Dat verwijt krijgen we vaak te horen. Vandaar dat ik ook zei dat La Cambre misschien realistischer is, maar wij hebben gewoon niet de tijd om op vier jaar tijd iemand in de twee richtingen te vormen. Een eindejaarscollectie moet er internationaal staan en dat heeft tijd nodig. Een parallelle, economische opleiding zou ten koste gaan van de creatie. Vandaar dat we op een bepaald moment bewust hebben gekozen om onze koers te behouden. Omdat we daarin ook het sterkst zijn. Iemand die hier gevormd is, kan evengoed assisteren bij Gaultier als bij C&A. Als je alleen op een realistische manier bent opgeleid, kun je alleen het laatste. Onze ambities is eerder mensen af te leveren die assisteren bij ontwerpers of eigen collecties maken, dan mensen die klaarstaan voor marketingbedrijven.

Het is wel een feit dat het percentage oud-studenten met een eigen collectie hier veel hoger ligt dan bij andere buitenlandse modescholen.

Ja, omdat ze hier de kans krijgen. De pers zit er op te wachten. Naar de eindejaarsdefilés komen zelfs winkeleigenaars met de aankoopbon in de aanslag.

Maar het zijn uitgerekend die ontwerpers die economische begeleiding nodig hebben.

Ja, daarom denk ik dat vooral een juridische begeleiding interessant zou zijn.

In september start aan de ‘Universiteit Antwerpen Management School’ de eerste mastersopleiding modemanagement.

Ja, maar hoe dat juist in elkaar zit, weet ik niet.

Het zou een goede symbiose kunnen zijn. Anderzijds staat zo’n managementopleiding wel sterk in contrast met de ‘Cinderella- scene’ waarin de Antwerpse Zes zich uitleefden tijdens hun studententijd.

Inderdaad, maar ik heb de indruk dat studenten tegenwoordig sowieso veel gematigder zijn. Het zal wel de tijdgeest zijn, maar dat houdt me niet tegen om kritiek te geven op jonge mensen die er niet voor durven te gaan. Zelfs op oud-studenten die te veel denken, en misschien moeten denken in termen van overleven. En daardoor geen risico’s meer durven te nemen. Wat zich dan toch manifesteert in hun collectie. Natuurlijk hebben wij de kans gehad om zeer lang onze zin te doen, zonder op de vingers te worden gekeken. Eerst was er de Gouden Spoel. Pas daarna het buitenland.
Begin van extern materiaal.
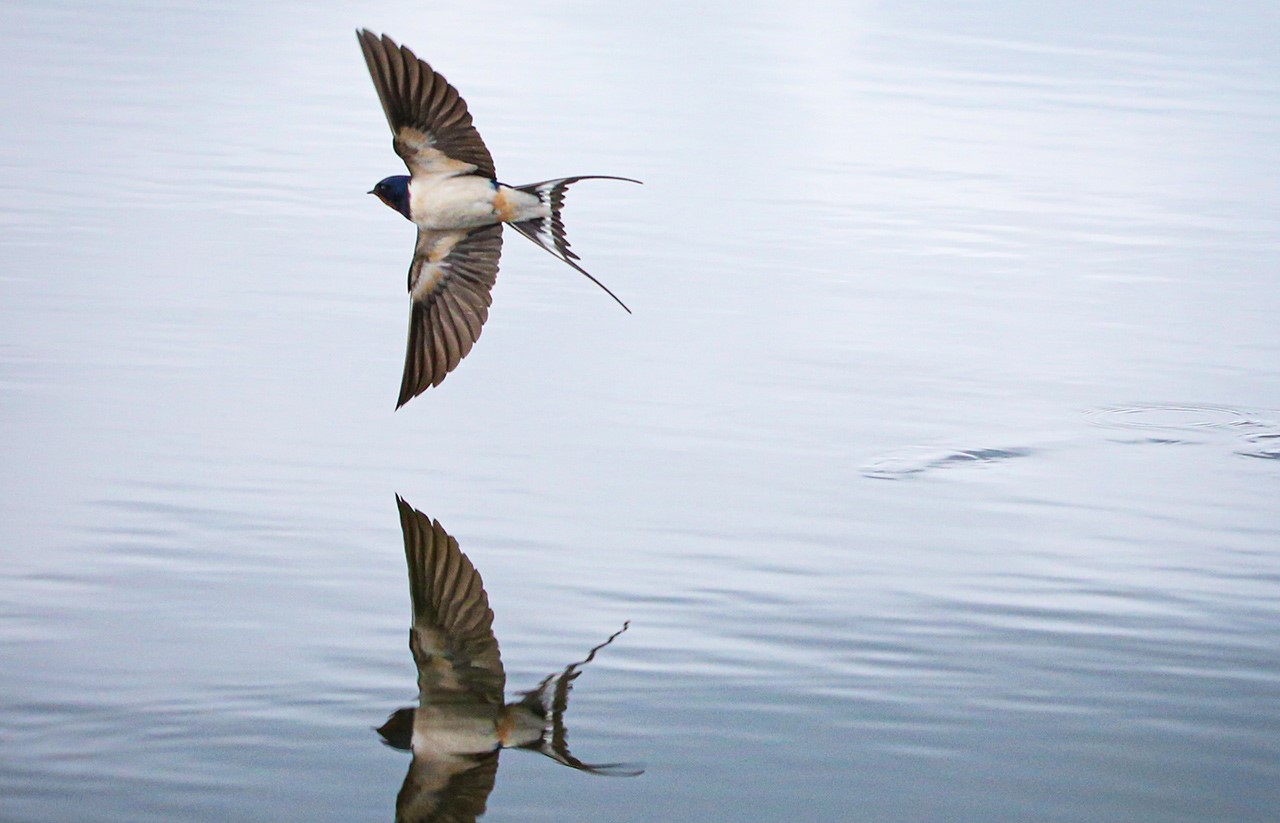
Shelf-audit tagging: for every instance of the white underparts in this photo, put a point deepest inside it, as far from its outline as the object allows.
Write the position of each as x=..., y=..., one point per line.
x=467, y=201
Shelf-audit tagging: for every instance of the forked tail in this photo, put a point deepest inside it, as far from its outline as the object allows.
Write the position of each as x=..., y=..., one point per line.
x=549, y=232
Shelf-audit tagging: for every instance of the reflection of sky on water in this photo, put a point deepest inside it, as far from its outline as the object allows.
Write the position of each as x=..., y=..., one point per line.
x=1018, y=260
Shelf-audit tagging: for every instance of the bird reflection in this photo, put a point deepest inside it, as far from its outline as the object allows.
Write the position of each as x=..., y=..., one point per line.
x=462, y=722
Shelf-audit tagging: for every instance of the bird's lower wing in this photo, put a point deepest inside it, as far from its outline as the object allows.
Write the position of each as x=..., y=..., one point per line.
x=449, y=284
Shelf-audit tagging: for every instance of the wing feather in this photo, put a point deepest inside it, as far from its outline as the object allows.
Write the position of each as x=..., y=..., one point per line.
x=430, y=124
x=452, y=635
x=449, y=282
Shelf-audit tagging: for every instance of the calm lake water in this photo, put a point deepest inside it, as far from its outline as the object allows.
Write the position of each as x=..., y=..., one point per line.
x=937, y=470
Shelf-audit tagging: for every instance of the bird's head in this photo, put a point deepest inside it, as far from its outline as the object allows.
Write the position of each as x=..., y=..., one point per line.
x=393, y=191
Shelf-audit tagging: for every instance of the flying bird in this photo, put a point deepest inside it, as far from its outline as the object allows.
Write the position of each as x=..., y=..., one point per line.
x=452, y=195
x=462, y=721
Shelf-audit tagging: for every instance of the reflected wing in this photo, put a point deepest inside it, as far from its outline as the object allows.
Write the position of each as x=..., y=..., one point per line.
x=453, y=789
x=452, y=636
x=448, y=283
x=429, y=119
x=551, y=700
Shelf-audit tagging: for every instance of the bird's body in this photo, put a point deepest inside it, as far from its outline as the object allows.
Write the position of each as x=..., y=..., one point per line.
x=462, y=719
x=452, y=195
We konden een sterke basis bouwen op basis van creativiteit.

Er is ook minder maatschappelijk engagement, iets wat voor u toch heel belangrijk is. Nooit gedacht om in de Antwerpse politiek te stappen ?

Neen, ik ben heel apolitiek. Dat is voor mij echt tijdverlies. Ik ben niet iemand die met de vlag rondloopt. Ik wil me wel engageren, maar vanuit mijn leefwereld, vanuit mijn visie en mijn werk.

Zoals het uniform dat u voor het stadspersoneel ontwierp. En de danskostuums voor ‘Not Strictly Rubens’. Was het een manier om de stad iets terug te geven ?

Ik heb daar nooit over nagedacht. Ik geef graag. Les geven aan de Academie is uiteindelijk ook iets teruggeven. Hetzelfde met Landed. Dat kwam op dat moment heel goed uit voor mij aangezien de deal met Mustang toen net was afgesprongen. Ik was waarschijnlijk ook de enige die er twee jaar in kon steken. Maar het was ook een boeiende ervaring. Dus, ik weet het niet goed… Ik heb gegeven en gekregen. Het samenwerken met creatieve mensen is mijn drijfveer. Ik heb ook niet het gevoel dat ik Antwerpen iets moet teruggeven. Heeft de stad ons ooit iets gegeven?

Neen, maar er wordt nu toch meer aandacht besteed aan mode.

Ja, maar dat wil nog niet zeggen dat ze iets geven ( lacht). Ik heb nog geen doos pra- lines van de burgemeester gekregen ( lacht). Ach, wat zouden ze geven ? Een standbeeld ? ( buldert)

We zullen de suggestie doorgeven aan burgemeester Patrick Janssens. n

Pascale Baelden

“Ik vind dat musea in de eerste plaats moeten opkomen voor de eigen talenten, zoals dat in het buitenland gebeurt. Het MoMu deelt die visie niet.”

“Er is nooit een reden geweest om te vertrekken. Ik heb wel vaak in het buitenland gewerkt, maar altijd met Antwerpen als uitvalsbasis.”

“Tijdens de sobere, intellectuele jaren ’90 ben ik mijn ding blijven doen, met veel kleur en alles erop en eraan. Gelukkig had ik wel mijn niche, waardoor ik nooit ben weggeweest.”